Postgresql – Postgres JOIN strange behaviour

indexjoin;performancepostgresqlpostgresql-performance

I'm just starting studying Postgres and I'm in a situation where, depending how I do the JOIN on my tables, the performance and plan output seems really strange.
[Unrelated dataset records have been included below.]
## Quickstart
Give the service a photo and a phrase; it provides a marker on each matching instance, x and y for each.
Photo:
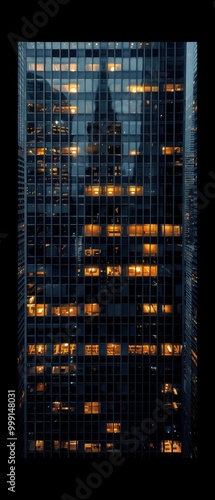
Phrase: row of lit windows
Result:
(93, 350)
(148, 249)
(167, 446)
(104, 45)
(94, 148)
(89, 309)
(113, 190)
(116, 271)
(134, 230)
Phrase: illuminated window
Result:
(69, 310)
(114, 67)
(93, 190)
(41, 387)
(92, 67)
(170, 230)
(92, 252)
(114, 230)
(73, 67)
(38, 349)
(91, 309)
(113, 427)
(168, 446)
(171, 349)
(150, 308)
(113, 270)
(92, 408)
(168, 150)
(72, 150)
(91, 350)
(142, 349)
(140, 230)
(142, 88)
(113, 190)
(37, 309)
(167, 388)
(91, 271)
(150, 249)
(172, 87)
(64, 108)
(36, 369)
(167, 308)
(142, 271)
(135, 190)
(133, 152)
(92, 447)
(113, 349)
(92, 230)
(41, 151)
(39, 445)
(64, 349)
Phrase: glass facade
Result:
(190, 257)
(101, 336)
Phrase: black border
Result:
(162, 22)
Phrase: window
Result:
(114, 67)
(37, 309)
(41, 387)
(168, 150)
(56, 370)
(91, 350)
(135, 190)
(92, 271)
(91, 309)
(172, 87)
(92, 447)
(92, 252)
(93, 190)
(142, 349)
(171, 446)
(113, 427)
(92, 230)
(171, 230)
(113, 190)
(171, 349)
(92, 408)
(68, 445)
(140, 230)
(64, 349)
(72, 150)
(150, 249)
(142, 88)
(113, 270)
(167, 309)
(142, 271)
(39, 445)
(114, 230)
(150, 308)
(57, 406)
(70, 310)
(92, 67)
(38, 349)
(113, 349)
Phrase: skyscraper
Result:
(101, 164)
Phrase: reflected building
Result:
(100, 292)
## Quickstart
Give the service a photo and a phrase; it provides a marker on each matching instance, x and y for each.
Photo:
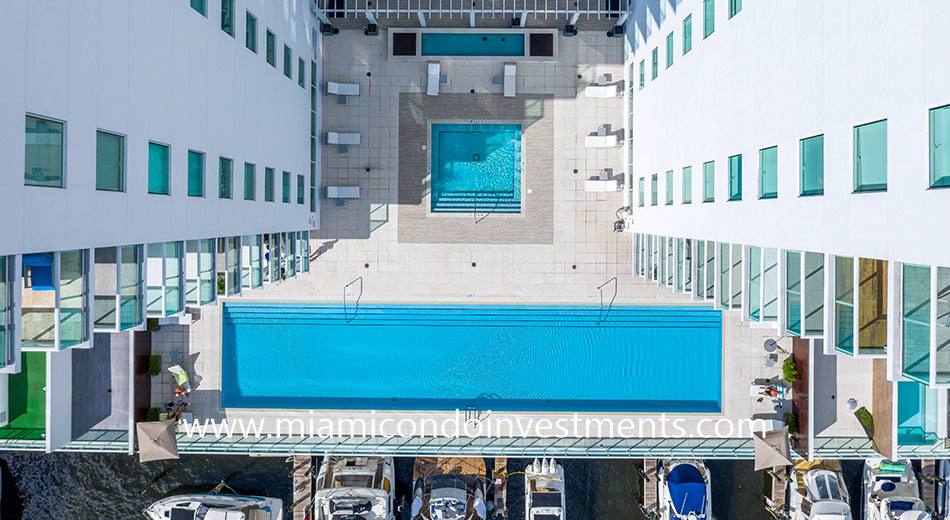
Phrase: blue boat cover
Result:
(687, 490)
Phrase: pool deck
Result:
(367, 237)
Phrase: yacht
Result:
(684, 491)
(544, 490)
(817, 491)
(214, 506)
(354, 488)
(449, 488)
(891, 491)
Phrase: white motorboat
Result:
(544, 490)
(684, 492)
(214, 506)
(892, 492)
(354, 488)
(817, 491)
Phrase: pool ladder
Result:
(356, 305)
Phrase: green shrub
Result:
(154, 365)
(789, 372)
(791, 422)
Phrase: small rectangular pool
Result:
(468, 44)
(475, 167)
(553, 358)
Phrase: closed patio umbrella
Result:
(771, 449)
(157, 440)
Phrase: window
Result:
(709, 17)
(269, 184)
(110, 161)
(250, 33)
(669, 187)
(196, 174)
(687, 34)
(227, 16)
(157, 169)
(687, 185)
(735, 177)
(250, 179)
(768, 173)
(44, 153)
(655, 62)
(654, 181)
(940, 147)
(271, 49)
(669, 50)
(870, 156)
(201, 6)
(288, 63)
(709, 181)
(812, 152)
(734, 7)
(225, 167)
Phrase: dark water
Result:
(94, 486)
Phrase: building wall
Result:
(151, 71)
(778, 72)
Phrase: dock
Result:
(303, 486)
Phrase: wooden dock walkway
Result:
(303, 486)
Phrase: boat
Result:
(215, 506)
(544, 491)
(891, 491)
(817, 491)
(354, 488)
(683, 491)
(449, 488)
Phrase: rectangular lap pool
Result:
(476, 167)
(551, 358)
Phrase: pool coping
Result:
(482, 59)
(427, 197)
(722, 413)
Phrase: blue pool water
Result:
(466, 44)
(494, 357)
(476, 167)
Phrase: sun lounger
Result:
(433, 69)
(509, 80)
(343, 89)
(181, 377)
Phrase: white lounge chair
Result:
(509, 80)
(343, 89)
(434, 74)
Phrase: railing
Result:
(603, 313)
(356, 307)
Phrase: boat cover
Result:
(687, 490)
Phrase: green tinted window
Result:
(812, 156)
(110, 162)
(870, 156)
(44, 153)
(940, 147)
(687, 34)
(157, 169)
(735, 177)
(768, 173)
(196, 174)
(709, 181)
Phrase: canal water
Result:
(109, 486)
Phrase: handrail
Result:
(346, 314)
(603, 314)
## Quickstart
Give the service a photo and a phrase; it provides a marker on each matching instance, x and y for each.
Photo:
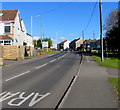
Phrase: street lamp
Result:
(31, 22)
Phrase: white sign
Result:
(45, 44)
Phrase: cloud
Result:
(62, 38)
(71, 35)
(36, 38)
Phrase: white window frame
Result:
(7, 24)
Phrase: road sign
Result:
(45, 44)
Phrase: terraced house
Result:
(12, 29)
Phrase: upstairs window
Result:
(7, 42)
(7, 28)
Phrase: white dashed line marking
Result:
(41, 66)
(17, 76)
(52, 60)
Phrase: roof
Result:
(8, 15)
(5, 37)
(88, 41)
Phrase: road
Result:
(40, 83)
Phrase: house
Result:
(90, 45)
(64, 45)
(76, 44)
(12, 29)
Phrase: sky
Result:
(62, 20)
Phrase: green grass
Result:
(116, 83)
(112, 62)
(49, 51)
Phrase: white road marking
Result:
(34, 101)
(8, 95)
(41, 66)
(19, 98)
(17, 76)
(36, 68)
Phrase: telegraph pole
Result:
(41, 34)
(101, 39)
(83, 34)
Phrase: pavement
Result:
(40, 83)
(91, 88)
(27, 59)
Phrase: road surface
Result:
(40, 83)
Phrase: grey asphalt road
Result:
(40, 83)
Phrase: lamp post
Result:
(32, 21)
(101, 39)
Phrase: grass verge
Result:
(116, 83)
(112, 62)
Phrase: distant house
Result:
(91, 45)
(12, 29)
(64, 45)
(76, 44)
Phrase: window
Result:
(1, 41)
(8, 42)
(7, 28)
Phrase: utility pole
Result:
(101, 39)
(83, 34)
(31, 25)
(93, 34)
(41, 34)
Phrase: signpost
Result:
(45, 45)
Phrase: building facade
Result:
(12, 29)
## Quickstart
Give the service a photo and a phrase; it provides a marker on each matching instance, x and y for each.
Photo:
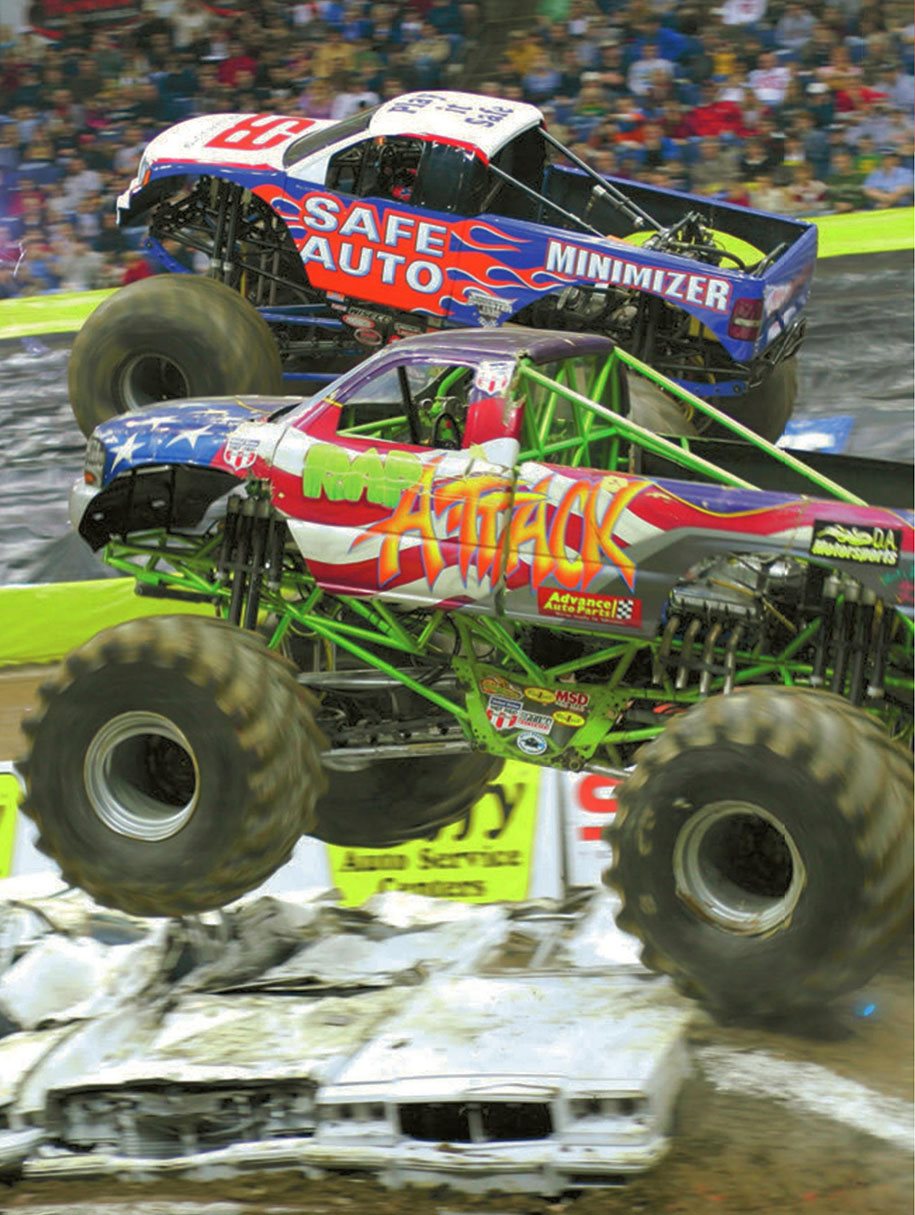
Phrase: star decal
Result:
(190, 436)
(125, 451)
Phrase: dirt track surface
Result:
(831, 1131)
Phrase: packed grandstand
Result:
(796, 108)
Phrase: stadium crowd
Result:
(797, 108)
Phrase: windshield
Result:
(327, 135)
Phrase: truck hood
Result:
(247, 141)
(197, 433)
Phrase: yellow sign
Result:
(483, 858)
(10, 795)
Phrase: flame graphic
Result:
(466, 235)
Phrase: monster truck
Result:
(474, 546)
(434, 209)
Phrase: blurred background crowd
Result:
(800, 108)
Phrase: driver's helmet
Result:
(402, 185)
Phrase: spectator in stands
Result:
(806, 193)
(642, 84)
(794, 28)
(769, 80)
(756, 160)
(427, 56)
(332, 56)
(891, 185)
(845, 184)
(645, 69)
(543, 80)
(716, 170)
(867, 158)
(766, 195)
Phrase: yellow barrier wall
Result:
(43, 622)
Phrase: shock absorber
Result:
(881, 643)
(842, 632)
(828, 614)
(860, 637)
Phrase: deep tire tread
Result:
(862, 770)
(261, 701)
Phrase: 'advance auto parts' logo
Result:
(867, 546)
(596, 609)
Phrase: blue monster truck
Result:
(322, 241)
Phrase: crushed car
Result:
(321, 241)
(485, 544)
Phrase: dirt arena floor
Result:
(814, 1118)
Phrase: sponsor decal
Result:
(495, 685)
(241, 451)
(540, 695)
(596, 609)
(519, 719)
(705, 290)
(570, 698)
(382, 248)
(563, 698)
(490, 309)
(537, 722)
(492, 379)
(847, 542)
(475, 112)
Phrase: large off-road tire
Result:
(399, 800)
(171, 335)
(171, 768)
(763, 849)
(764, 408)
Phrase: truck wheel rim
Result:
(736, 868)
(150, 379)
(141, 776)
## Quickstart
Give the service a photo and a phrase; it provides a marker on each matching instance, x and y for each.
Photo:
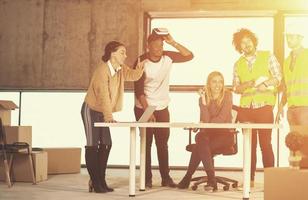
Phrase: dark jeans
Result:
(259, 115)
(161, 136)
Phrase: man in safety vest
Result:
(295, 74)
(295, 88)
(256, 77)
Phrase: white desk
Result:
(247, 130)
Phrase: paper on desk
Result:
(261, 79)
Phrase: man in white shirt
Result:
(153, 89)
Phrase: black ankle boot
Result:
(103, 154)
(211, 183)
(92, 167)
(184, 183)
(104, 184)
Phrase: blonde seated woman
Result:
(215, 107)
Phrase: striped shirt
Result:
(273, 66)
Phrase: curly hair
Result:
(111, 47)
(239, 35)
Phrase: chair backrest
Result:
(229, 150)
(2, 134)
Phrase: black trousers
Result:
(161, 136)
(95, 135)
(259, 115)
(208, 143)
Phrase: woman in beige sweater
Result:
(104, 96)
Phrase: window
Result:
(210, 40)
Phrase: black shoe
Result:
(211, 185)
(168, 183)
(107, 188)
(184, 183)
(148, 184)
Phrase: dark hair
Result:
(239, 35)
(110, 48)
(152, 37)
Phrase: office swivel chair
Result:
(228, 150)
(11, 150)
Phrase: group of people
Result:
(257, 75)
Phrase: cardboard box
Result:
(63, 160)
(21, 170)
(18, 134)
(5, 111)
(285, 184)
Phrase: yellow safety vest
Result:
(260, 68)
(297, 80)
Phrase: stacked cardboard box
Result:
(21, 165)
(63, 160)
(285, 184)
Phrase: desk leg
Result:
(246, 162)
(132, 162)
(142, 158)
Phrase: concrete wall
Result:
(56, 44)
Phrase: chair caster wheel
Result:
(226, 188)
(234, 185)
(194, 187)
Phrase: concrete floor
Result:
(74, 186)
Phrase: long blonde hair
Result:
(209, 95)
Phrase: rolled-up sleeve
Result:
(275, 68)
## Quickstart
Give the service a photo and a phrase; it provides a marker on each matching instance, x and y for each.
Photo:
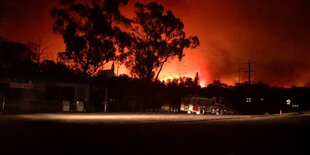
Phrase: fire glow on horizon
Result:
(272, 33)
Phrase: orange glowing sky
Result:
(273, 33)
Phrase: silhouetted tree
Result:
(39, 48)
(88, 32)
(158, 36)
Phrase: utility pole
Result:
(250, 71)
(240, 69)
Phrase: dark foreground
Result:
(154, 134)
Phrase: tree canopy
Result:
(158, 37)
(89, 32)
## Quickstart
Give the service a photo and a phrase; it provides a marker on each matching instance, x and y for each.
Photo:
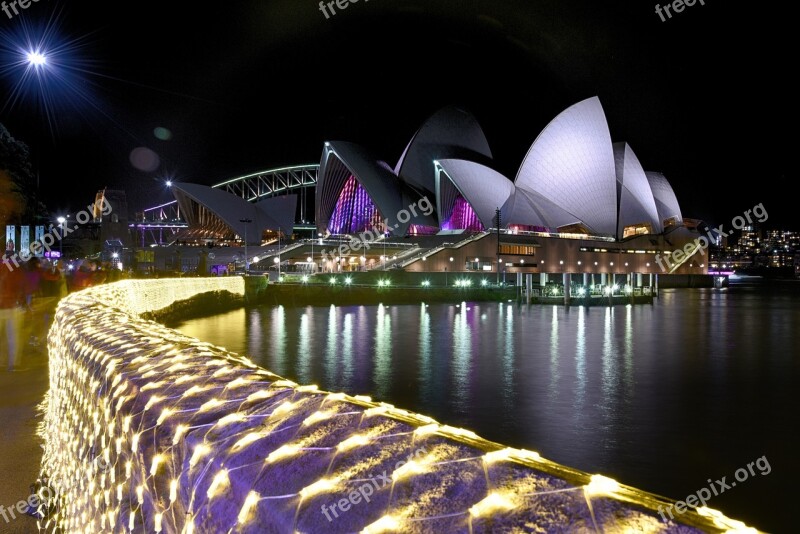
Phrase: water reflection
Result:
(700, 381)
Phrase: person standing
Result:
(12, 302)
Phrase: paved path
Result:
(20, 449)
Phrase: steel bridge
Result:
(160, 224)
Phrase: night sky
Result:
(248, 85)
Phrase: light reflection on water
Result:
(661, 397)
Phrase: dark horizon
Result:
(257, 85)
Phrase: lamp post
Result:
(246, 266)
(61, 221)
Those are the table used with their indexes:

create table escola
(
    pk_codigo integer not null
        constraint pk_escola
            primary key,
    nome varchar(100),
    municipio varchar(150),
    uf char(2),
    cod_municipio integer,
    uf_id integer default 0 not null
        constraint fk_escola_uf_id
            references tb_uf
)
;

create index idx_escola_uf
    on escola (uf)
;

create index idx_escola_uf_id
    on escola (uf_id)
;

create index idx_multi_escola_uf_pk
    on escola (uf, pk_codigo)
;

create table if not exists candidato
(
    pk_numero_inscricao bigint not null
        constraint candidato_pk
            primary key,
    cod_municipio_residencia integer,
    municipio_residencia varchar(150),
    uf_residencia char(2),
    uf_nascimento char(2),
    situacao_conclusao numeric(1),
    ano_concluiu smallint,
    idade smallint,
    sexo char,
    fk_codigo_escola integer
        constraint fk_candidato_codigo_escola
            references escola,
    uf_prova char(2)
)
;

create index if not exists idx_candidato_codigo_escola
    on candidato (fk_codigo_escola)
;

create table tb_uf
(
    uf varchar(2),
    pk_id serial not null
        constraint tb_uf_pkey
            primary key
)
;

create unique index tb_uf_uf_uindex
    on tb_uf (uf)
;

create unique index tb_uf_pk_id_uindex
    on tb_uf (pk_id)
;

And the queries (with plans):

EXPLAIN ANALYZE
SELECT pk_numero_inscricao, pk_codigo
FROM escola e
  JOIN candidato c
    ON c.fk_codigo_escola = e.pk_codigo
WHERE e.uf = 'RJ'
;

Time without EXPLAIN ANALYZE: 916ms
Plan: https://explain.depesz.com/s/M6B

EXPLAIN ANALYZE
SELECT pk_numero_inscricao, pk_codigo
FROM escola AS e
  JOIN candidato AS c
    ON c.fk_codigo_escola = e.pk_codigo
  JOIN tb_uf AS u
    ON e.uf_id = u.pk_id
WHERE u.uf = 'RJ'
;

Time without EXPLAIN ANALYZE: 72ms
Plan: https://explain.depesz.com/s/E3MR

EXPLAIN ANALYZE
SELECT pk_numero_inscricao, pk_codigo
FROM escola AS e
  JOIN candidato AS c
    ON c.fk_codigo_escola = e.pk_codigo
WHERE e.uf_id = 19
;

Time without EXPLAIN ANALYZE: 961ms
Plan: https://explain.depesz.com/s/v67V

The weird thing happening for me is that queries 1 and 3 are slower than query 2, although query 2 has an extra join. Does anybody know what might be causing this?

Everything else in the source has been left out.